Before you reformat you might consider running clamav, rkhunter, and chkrootkit to sniff out the exploit. I'll zap you for 10,000 if you can manage to surface it.

I will do my best but like I said, I’m not a computer person. I ran clam and it didn’t pick up any threats. I’m work on the other two now.

I could find anything. I ran clam through the entire disk and it came up with nothing. TBH I could figure hunter after install. And I ran chrootkit and it came up with nothing.
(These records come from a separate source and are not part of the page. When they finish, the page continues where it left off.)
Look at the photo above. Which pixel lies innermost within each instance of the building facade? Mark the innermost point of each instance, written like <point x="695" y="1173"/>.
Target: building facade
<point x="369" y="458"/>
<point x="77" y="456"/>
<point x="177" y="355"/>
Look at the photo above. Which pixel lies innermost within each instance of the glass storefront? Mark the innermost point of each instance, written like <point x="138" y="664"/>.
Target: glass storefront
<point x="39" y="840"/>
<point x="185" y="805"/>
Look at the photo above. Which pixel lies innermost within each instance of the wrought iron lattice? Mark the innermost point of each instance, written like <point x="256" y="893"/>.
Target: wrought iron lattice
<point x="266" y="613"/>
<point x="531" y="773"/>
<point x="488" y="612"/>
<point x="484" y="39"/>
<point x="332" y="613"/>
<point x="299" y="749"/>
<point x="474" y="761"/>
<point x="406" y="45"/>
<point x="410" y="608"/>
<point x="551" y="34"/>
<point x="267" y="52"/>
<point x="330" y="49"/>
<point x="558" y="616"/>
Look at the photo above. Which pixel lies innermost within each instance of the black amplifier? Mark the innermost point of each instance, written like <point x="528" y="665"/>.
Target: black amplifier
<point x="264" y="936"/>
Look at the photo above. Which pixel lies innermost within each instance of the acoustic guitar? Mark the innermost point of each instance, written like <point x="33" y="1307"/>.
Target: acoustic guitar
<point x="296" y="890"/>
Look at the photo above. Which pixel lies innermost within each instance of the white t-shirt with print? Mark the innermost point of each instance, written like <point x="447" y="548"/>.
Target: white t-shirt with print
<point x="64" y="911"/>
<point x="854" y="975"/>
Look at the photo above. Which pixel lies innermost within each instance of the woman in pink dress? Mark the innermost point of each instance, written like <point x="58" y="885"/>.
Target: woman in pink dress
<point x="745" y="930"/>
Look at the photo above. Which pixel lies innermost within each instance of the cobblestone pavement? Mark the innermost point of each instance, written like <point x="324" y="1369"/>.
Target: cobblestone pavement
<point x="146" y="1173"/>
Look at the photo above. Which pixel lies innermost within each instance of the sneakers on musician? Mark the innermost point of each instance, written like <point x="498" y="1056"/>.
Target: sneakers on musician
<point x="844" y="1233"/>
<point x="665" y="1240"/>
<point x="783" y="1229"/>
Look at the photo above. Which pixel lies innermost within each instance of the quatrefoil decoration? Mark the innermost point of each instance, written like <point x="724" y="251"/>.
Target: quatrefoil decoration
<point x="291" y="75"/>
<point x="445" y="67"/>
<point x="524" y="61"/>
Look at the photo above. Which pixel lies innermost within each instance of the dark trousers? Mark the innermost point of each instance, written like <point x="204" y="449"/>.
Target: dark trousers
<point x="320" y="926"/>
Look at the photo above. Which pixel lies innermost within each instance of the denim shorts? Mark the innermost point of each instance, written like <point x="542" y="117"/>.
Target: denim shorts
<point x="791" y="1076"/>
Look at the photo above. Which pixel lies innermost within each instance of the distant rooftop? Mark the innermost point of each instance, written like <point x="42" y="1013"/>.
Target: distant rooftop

Thank you so much for your time and help.

#[7] when a user creates a hot wallet using Sparrow, it calls out to #Bitcoin Core, correct?

Even if the user moves their wallet sparrow file to a microsd, doesn't the #Bitcoin Core wallet remain residing within #Bitcoin Core's system storage unencrypted?
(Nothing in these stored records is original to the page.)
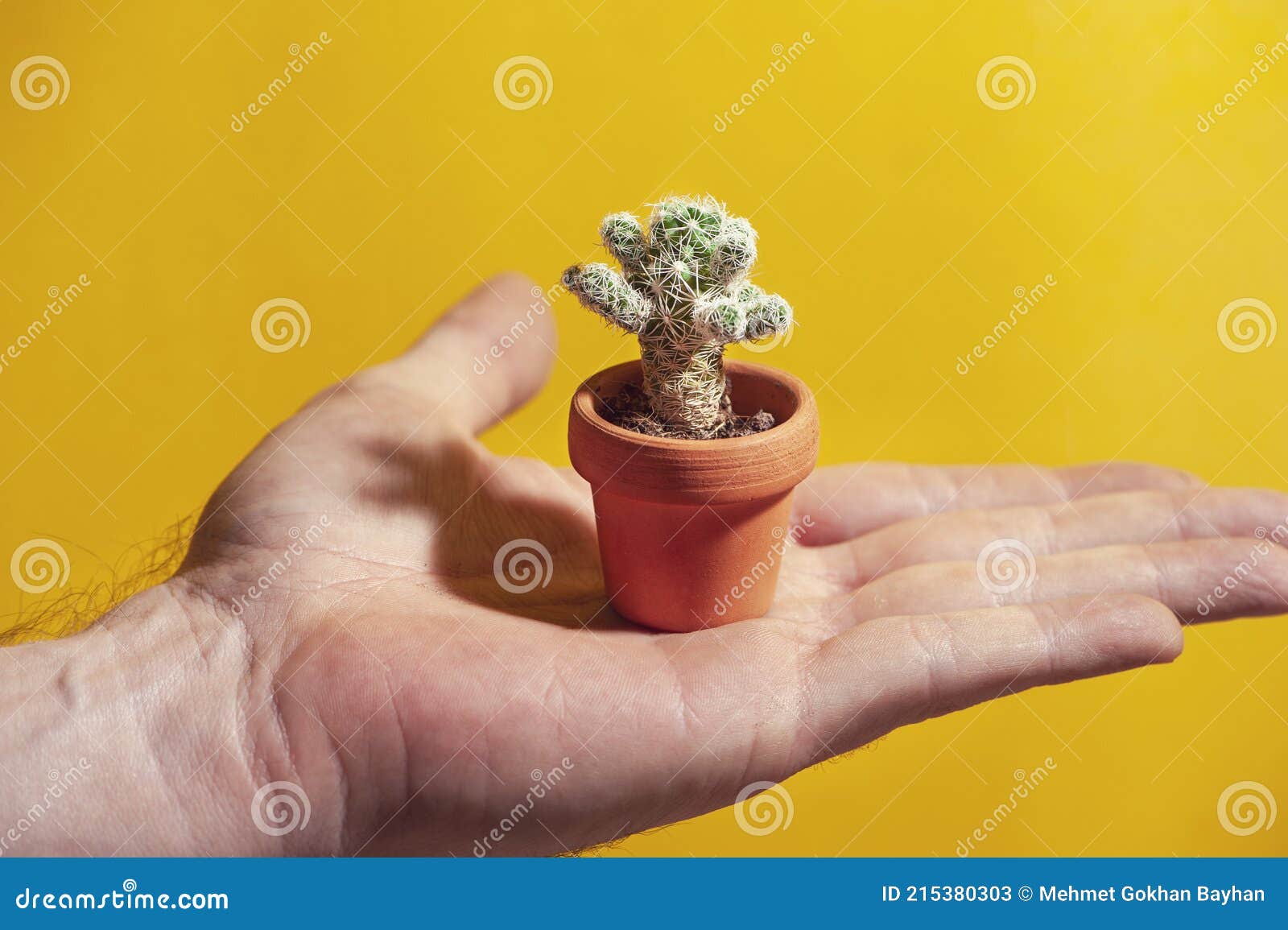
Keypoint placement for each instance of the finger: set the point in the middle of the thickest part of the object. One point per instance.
(483, 358)
(899, 670)
(1137, 517)
(849, 500)
(1198, 580)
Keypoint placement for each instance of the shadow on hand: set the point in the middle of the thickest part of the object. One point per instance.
(510, 535)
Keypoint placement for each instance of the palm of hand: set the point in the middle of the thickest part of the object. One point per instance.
(420, 701)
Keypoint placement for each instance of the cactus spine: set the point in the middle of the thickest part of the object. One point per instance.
(684, 292)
Now that it is all guarded with a HHW air gapped. Should I still wipe the wallet off the new machine?

Did you create a brand new wallet offline using a cold device? Be sure that devIce never gets connected to the internet. I recommend reformatting the compromised machine. Install Sparrow again after and only use that machine for managing your savings.

I have a dedicated machine for my wallet now. Yes, the wallet was created offline and will NEVER be online. I’m going to reformat the compromises machine anyways just in case who ever it is can’t attack anything else.

On all your Linux machines:

1. Enable firewall.

2. Install, run, and learn Opensnitch (it's easy).

3. Periodically run clamav, rkhunter, and chkrootkit.

Desktop operating systems by default trust the network too much; the above will help you verify, instead.

Thank you 🙏🏻

What about my node. Could it be compromised?

Yes. Reinstall. Assuming you're using Umbrel? Disable remote Tor access if not using.